Roberto Santos // Cuando hablamos de suicidio, especialmente en casos tan trágicos como el de este joven que decide quitarse la vida arrojándose de un puente en Acapulco —a pesar de los intentos desesperados de ayuda por parte de un Guardia Nacional—, es importante entender que no se trata simplemente de una “decisión” voluntaria o impulsiva.
El suicidio es mucho más que eso: es la expresión final de un sufrimiento psíquico profundo, muchas veces invisible e incomprendido incluso para quien lo vive.
En algunos casos, cuando alguien se quita la vida, lo hace como una forma de agredir, inconscientemente, a aquello que una vez amó y perdió, pero que ya no puede enfrentar de otro modo.
El suicidio también puede entenderse como un intento desesperado de comunicar algo que no pudo decirse con palabras.
A veces, es un llamado al reconocimiento, una forma de mostrar un dolor intolerable que el entorno no supo —o no pudo— ver.
Por eso, no podemos reducir el suicidio a una mera falta de fuerza de voluntad, a un momento de debilidad o a una decisión racional.
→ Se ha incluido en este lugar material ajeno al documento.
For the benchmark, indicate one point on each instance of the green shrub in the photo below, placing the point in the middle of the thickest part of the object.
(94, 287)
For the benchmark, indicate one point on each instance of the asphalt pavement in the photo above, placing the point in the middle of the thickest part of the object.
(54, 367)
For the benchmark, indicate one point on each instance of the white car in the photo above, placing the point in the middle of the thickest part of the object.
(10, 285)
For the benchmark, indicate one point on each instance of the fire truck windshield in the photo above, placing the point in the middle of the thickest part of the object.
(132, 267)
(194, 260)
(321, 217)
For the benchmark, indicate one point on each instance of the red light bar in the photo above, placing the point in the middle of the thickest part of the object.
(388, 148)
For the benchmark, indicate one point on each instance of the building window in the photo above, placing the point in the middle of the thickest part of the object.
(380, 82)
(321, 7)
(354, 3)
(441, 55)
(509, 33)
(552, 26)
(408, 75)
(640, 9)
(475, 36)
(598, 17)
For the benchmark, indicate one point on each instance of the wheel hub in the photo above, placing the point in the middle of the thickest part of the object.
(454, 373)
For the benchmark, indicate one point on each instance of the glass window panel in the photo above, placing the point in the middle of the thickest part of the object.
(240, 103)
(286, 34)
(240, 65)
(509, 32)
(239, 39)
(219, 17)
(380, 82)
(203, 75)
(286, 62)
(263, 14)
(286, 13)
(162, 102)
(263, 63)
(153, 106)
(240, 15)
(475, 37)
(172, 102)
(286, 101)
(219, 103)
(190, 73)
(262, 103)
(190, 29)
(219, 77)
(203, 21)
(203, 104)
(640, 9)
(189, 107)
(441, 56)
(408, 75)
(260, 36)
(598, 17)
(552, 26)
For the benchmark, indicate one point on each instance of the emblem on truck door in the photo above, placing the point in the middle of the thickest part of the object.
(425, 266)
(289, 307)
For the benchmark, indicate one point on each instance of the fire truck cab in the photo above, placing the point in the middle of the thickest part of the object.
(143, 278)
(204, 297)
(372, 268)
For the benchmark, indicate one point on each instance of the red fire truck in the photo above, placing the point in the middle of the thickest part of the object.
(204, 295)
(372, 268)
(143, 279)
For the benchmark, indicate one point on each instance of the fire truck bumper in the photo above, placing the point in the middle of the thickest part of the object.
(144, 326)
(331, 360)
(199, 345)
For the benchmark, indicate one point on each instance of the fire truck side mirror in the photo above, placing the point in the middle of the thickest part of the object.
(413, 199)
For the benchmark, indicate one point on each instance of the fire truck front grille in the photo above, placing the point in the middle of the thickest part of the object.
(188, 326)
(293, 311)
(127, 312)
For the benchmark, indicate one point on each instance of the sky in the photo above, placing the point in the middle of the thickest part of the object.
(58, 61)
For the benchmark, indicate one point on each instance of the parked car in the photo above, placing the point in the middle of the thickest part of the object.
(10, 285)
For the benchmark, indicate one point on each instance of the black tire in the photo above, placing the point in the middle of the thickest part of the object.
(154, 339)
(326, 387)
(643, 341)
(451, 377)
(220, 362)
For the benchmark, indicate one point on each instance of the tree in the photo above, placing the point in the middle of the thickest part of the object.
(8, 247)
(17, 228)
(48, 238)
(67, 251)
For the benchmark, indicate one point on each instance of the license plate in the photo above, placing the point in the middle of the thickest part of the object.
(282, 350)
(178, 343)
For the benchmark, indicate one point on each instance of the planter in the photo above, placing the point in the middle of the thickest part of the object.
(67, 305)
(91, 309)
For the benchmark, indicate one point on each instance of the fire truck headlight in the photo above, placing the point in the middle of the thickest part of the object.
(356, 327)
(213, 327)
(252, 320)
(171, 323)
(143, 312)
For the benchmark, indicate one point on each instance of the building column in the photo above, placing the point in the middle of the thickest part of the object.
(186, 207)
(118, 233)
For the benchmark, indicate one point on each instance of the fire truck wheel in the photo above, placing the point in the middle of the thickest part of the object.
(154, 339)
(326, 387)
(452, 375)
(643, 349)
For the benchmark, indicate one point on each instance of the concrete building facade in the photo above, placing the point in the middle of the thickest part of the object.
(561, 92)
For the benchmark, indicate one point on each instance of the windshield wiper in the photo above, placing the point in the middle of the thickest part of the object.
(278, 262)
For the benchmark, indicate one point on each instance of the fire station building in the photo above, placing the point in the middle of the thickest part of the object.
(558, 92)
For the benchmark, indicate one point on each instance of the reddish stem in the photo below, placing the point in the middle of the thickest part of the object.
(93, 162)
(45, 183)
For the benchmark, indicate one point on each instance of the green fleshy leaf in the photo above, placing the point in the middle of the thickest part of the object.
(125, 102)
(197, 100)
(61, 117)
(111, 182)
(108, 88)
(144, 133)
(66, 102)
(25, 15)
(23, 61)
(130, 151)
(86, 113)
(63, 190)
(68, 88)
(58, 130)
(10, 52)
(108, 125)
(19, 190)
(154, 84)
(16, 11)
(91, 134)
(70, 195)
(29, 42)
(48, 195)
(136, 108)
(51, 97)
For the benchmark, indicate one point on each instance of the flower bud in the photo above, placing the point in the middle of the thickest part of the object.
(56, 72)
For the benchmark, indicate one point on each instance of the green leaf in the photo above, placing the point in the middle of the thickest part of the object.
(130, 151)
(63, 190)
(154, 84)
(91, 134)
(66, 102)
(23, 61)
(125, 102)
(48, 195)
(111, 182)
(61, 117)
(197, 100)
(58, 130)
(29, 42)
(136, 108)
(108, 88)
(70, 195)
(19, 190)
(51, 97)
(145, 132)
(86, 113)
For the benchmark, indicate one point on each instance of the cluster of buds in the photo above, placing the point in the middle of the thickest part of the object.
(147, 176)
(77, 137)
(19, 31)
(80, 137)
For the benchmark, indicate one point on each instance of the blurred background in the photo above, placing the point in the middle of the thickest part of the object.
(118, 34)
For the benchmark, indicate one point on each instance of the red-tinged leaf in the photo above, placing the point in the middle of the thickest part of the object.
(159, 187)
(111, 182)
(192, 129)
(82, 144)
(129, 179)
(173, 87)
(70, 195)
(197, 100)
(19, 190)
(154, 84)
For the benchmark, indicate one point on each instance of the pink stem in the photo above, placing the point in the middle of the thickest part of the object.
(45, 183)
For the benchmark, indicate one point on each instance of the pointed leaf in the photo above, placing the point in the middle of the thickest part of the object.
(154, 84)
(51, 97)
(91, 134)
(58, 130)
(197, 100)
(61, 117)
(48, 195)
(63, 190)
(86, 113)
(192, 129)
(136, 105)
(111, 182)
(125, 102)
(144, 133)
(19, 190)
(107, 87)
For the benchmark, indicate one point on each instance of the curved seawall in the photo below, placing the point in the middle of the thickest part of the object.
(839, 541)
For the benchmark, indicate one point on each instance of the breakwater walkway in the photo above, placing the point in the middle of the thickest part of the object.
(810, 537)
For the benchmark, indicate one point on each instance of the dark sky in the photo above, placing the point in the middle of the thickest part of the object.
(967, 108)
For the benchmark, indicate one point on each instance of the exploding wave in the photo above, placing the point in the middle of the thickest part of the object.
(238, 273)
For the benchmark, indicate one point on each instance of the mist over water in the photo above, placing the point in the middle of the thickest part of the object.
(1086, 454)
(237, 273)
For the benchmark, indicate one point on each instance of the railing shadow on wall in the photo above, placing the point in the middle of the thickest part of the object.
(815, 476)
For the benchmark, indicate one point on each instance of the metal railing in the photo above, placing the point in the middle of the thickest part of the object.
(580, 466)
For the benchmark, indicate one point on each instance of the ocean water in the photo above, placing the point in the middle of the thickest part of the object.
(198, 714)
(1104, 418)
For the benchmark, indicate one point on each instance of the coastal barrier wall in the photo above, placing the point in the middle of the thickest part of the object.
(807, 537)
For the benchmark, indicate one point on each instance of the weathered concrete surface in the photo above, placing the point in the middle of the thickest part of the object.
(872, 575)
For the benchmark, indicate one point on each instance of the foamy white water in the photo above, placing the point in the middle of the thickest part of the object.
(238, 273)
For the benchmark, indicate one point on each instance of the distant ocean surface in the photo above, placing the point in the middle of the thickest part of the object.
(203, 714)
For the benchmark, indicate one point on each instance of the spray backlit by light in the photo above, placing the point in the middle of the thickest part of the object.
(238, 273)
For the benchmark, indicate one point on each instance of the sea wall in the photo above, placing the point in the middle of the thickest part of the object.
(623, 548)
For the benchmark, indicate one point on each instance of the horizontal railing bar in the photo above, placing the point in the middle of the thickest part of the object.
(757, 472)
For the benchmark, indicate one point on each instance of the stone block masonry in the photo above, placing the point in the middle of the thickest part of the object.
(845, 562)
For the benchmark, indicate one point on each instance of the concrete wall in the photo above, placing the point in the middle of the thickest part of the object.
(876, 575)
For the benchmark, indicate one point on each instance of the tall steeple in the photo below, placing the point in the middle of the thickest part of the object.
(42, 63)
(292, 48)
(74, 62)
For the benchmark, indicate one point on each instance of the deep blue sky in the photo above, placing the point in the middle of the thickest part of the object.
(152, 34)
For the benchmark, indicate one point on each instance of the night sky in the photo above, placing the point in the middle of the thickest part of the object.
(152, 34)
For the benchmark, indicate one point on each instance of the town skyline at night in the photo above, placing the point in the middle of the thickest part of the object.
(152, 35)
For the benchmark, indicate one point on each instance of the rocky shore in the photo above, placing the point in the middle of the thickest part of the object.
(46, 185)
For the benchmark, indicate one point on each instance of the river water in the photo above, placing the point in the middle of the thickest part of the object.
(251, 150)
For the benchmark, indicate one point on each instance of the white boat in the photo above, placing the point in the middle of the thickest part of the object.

Es el resultado de un conflicto psíquico profundo, donde se entrelazan culpa, dolor, ira y desesperanza, muchas veces sin que la persona pueda ponerle nombre a lo que siente.
En el caso de este joven, no se trata de buscar culpables. El guardia nacional que intentó detenerlo hizo lo humanamente posible. Pero cuando una persona está atrapada en un sufrimiento psíquico tan grande, cuando el dolor interno se vuelve insoportable y no encuentra salida simbólica, ni siquiera la presencia de alguien dispuesto a ayudar puede ser suficiente.
Urge que los municipios tengan unidades de salud mental, donde se pueda no solo prevenir el suicidio como acto final, sino comprender y atender los conflictos internos que lo generan, antes de que se actúen.
Poder hablar, poner en palabras lo que duele, construir un espacio donde el sufrimiento psíquico tenga lugar, es muchas veces el único camino para evitar estos desenlaces tan tristes.